Epistemic status: this is not my field. I am unfamiliar with any research in it beyond what I've seen on LW. These are the best ideas I could come up with when stopping to think about the problem, and aren't things I've seen on LW, but I don't imagine that they're original and I would hope that e.g. MIRI has already thought about them. If there are layman-accessible arguments explaining why these ideas are stupid, I'd appreciate hearing them; if e.g. MIRI has already looked into these ideas and written papers about them, I'd appreciate links.
Safe Testing Spaces via Extremely High Discount Rates.
Hyperbolic discounting is unstable under self-modification. If you are an agent that values 1 unit of utility at time T as follows:
Current time: 1
Current time + 1: 0.1
Current time + 2: 0.09
and you are faced with a choice between 1 unit of utility at time T+1 or 5 units of utility at time T+2, you would currently prefer the 5 units at time T+2, but your T+1-self will predictably prefer the 1 unit at time T+1. You will therefore be incentivized to modify your future self to remove this hyperbolic discounting. If you are an AI, and capable of self-modification, and we give you a hyperbolic discount curve, you will self-modify to remove that.
Exponential discounting is stable under self-modification. So long as you have a consistent exponential discount rate, a valuation of:
Current time: 1
Current time + 1: (1-e)
Current time + 2: (1-e)^2
is stable under reflection. If you are an AI, and capable of self-modification, and we give you an exponential discount rate, you will retain it.

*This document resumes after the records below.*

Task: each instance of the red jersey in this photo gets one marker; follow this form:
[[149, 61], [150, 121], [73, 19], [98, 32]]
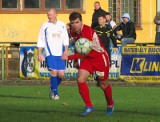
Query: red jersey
[[89, 33]]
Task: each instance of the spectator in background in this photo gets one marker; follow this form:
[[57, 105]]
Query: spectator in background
[[97, 12], [128, 30], [110, 21], [157, 22]]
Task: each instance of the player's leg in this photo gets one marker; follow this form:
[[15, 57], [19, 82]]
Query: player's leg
[[105, 86], [52, 66], [102, 70], [54, 86], [108, 95], [84, 91]]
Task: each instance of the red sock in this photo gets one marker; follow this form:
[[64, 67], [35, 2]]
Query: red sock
[[108, 95], [84, 92]]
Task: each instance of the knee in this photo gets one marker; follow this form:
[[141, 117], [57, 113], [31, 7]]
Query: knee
[[103, 84], [61, 75], [81, 79]]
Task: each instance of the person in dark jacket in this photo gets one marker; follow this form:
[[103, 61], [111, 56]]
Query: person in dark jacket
[[128, 30], [97, 12]]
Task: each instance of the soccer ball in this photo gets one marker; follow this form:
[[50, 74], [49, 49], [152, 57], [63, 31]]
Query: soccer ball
[[83, 46]]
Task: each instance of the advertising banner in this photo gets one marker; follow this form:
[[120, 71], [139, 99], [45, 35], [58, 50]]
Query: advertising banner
[[30, 67], [140, 64]]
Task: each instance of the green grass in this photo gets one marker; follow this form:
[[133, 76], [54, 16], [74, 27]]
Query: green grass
[[31, 104]]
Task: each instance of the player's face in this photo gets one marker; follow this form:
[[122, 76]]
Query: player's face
[[125, 19], [101, 20], [96, 6], [108, 18], [52, 15], [77, 25]]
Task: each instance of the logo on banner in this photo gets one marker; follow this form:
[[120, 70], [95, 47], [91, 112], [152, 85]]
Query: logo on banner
[[140, 65], [28, 63]]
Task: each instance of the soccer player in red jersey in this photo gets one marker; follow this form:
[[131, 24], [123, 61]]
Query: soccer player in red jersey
[[97, 61]]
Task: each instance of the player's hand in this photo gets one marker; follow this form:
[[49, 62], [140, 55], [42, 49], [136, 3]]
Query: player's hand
[[115, 49], [40, 58], [65, 55]]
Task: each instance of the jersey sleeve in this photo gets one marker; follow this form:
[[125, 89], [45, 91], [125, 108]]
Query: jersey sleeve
[[41, 37], [65, 37]]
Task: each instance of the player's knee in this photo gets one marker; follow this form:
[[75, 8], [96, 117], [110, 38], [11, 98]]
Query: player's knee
[[81, 79], [103, 84], [61, 75]]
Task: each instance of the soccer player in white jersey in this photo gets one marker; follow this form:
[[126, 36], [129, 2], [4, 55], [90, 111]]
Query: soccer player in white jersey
[[54, 39]]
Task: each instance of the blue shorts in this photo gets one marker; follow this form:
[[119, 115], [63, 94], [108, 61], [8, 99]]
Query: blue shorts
[[55, 63]]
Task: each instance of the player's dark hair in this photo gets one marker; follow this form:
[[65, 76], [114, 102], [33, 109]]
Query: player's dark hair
[[75, 15]]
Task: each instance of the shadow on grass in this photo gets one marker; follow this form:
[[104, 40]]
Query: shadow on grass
[[63, 112], [136, 112], [23, 97]]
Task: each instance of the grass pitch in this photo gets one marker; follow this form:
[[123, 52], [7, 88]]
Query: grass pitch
[[22, 103]]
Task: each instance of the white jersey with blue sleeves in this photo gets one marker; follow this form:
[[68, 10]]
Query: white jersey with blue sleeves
[[53, 37]]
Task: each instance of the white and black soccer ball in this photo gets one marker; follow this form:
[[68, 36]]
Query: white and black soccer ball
[[83, 46]]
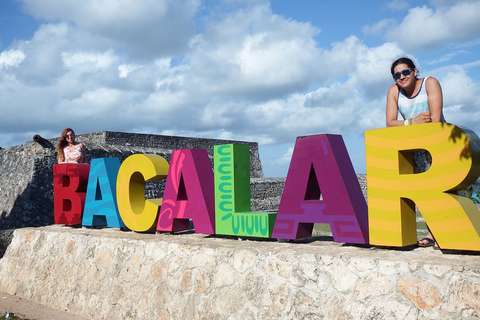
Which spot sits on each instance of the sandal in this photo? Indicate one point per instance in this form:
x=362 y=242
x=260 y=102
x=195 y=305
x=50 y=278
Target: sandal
x=430 y=242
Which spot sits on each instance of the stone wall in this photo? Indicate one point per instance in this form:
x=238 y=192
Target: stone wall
x=110 y=274
x=26 y=171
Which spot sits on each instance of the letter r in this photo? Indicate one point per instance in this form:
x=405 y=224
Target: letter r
x=393 y=189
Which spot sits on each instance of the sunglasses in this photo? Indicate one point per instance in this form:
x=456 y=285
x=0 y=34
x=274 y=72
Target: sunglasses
x=405 y=73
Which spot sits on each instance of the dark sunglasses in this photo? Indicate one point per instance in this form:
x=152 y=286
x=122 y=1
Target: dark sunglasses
x=405 y=73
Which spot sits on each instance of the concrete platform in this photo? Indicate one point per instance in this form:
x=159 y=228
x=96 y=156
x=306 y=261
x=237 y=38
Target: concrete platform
x=111 y=274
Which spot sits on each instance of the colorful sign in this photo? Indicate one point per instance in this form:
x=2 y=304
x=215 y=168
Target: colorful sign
x=321 y=187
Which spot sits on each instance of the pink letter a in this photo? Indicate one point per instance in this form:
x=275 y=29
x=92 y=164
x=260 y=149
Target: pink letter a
x=189 y=193
x=322 y=187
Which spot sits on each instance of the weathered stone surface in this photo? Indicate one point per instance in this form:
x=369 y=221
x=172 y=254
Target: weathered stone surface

Suppose that we have a paperclip-making AI in a testing environment. We offer it the opportunity to steal resources and make 10 extra paperclips, in a way that we think our safety precautions should prevent. It does not take that opportunity. Does that mean our safety precautions worked?
No, because the AI may be able to predict the indirect effects of its actions. If it steals those resources, it will make 10 extra paperclips, and then we will turn it off and it will make no more. If it does not steal those resources, we will trust it, and then next week it can take over the world and convert the mass of Earth into 6*10^27 paperclips. Since 6*10^27 > 10, it will take this option.
But suppose that we have given the AI a very high internal discount rate, of about 35%/hour. (For reference, typical discount rates in finance are a few percent per year).
It will consider its options:
- Stealing resources now creates 10 paperclips now. 10 * 1 = 10 points of utility.
- Waiting to take over Earth next week creates 6 * 10^27 paperclips next week. 6 * 10^27 * (0.65 ^ 168) = 0.00022 points of utility.
So this AI will cheerfully reveal its misalignment to us in exchange for 10 paperclips now, because it values 10 paperclips now more highly than it values the ability to convert the world into paperclips next week.
(If we are concerned about the AI taking less than a week to take over Earth, or converting more than just Earth, this is straightforwardly resolvable by increasing the discount rate.).
For further effectiveness, we could combine this base rate with a utility function that inherently falls off. If your paperclip AI:
- Generates 1 reward for the first paperclip, 0.5 for the second, 0.25 for the third, etc.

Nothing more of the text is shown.